CREATE TABLE DB.FRONTEND.OI_RULES_GROUPS
(
    id INTEGER NOT NULL IDENTITY PRIMARY KEY,
    label NVARCHAR(255) NOT NULL,
    description LONG NVARCHAR
);
  • OI_RULES table contains rules in Silk-LS - definition column contains Interlink XML element and its contents.
  • Rules can by written manualy or exported from the Silk Workbench - Export as Silk-LS in linkage rule editor.
  • Rules with same groupId will be used together, every linker gets a list of those IDs in its configuration
  • OI_RULES_GROUP table groups rules so they can be easily managed from the frontend. You can ignore it for now.

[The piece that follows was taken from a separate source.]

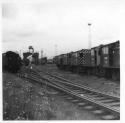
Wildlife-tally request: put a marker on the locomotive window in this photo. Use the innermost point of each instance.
(105, 50)
(81, 55)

A new rule can be simpy inserted:

INSERT INTO DB.FRONTEND.OI_RULES VALUES (x,y,'<Interlink>...</Interlink>')

where x is rule ID and y is group ID.

You can also update any rule:

UPDATE DB.FRONTEND.OI_RULES SET definition='<Interlink>...</Interlink>' where id=x

Engine

The engine pipeline is configured in the following table:

CREATE TABLE DB.FRONTEND.REGISTERED_TRANSFORMERS
(
    id INTEGER NOT NULL IDENTITY PRIMARY KEY,
    label NVARCHAR(255) NOT NULL,
    description LONG NVARCHAR,
    jarPath NVARCHAR(255) NOT NULL,
    fullClassName NVARCHAR(255) NOT NULL,
    workDirPath NVARCHAR(255) NOT NULL,
    configuration LONG NVARCHAR NOT NULL,
    active SMALLINT NOT NULL DEFAULT 0,
    priority INTEGER NOT NULL DEFAULT 0
);

A new tranformer execution can be simply inserted into the pipeline:

INSERT INTO DB.FRONTEND.REGISTERED_TRANSFORMERS
(label,jarPath,fullClassName,workDirPath,configuration,active,priority)     
VALUES(
    'QA',
    '.',
    'cz.cuni.mff.odcleanstore.qualityassessment.
        impl.QualityAssessorImpl',
    'transformers-working-dir/qa',
    '',
    1,
    1);

INSERT INTO DB.FRONTEND.REGISTERED_TRANSFORMERS
(label,jarPath,fullClassName,workDirPath,configuration,active,priority)     
VALUES(
    'Linker',
    '.',
    'cz.cuni.mff.odcleanstore.linker.impl.LinkerImpl',
    'transformers-working-dir/linker',
     '1',
     1,
     2);

Label is a human readable label for the frontend.
JarPath is a full file system path to a jar file with a transformer implementation.
FullClassName is a java full class name path of a transformer class implementation.
WorkDirPath is a file system working directory path for the transformer.
Configuration is a string for a free use of the transformer.
Active value 1 starts the transformer execution in the pipeline.
Priority defines the execution order of the transformer in the pipeline.

Note: the prototype release supports only the above mentioned two transformers.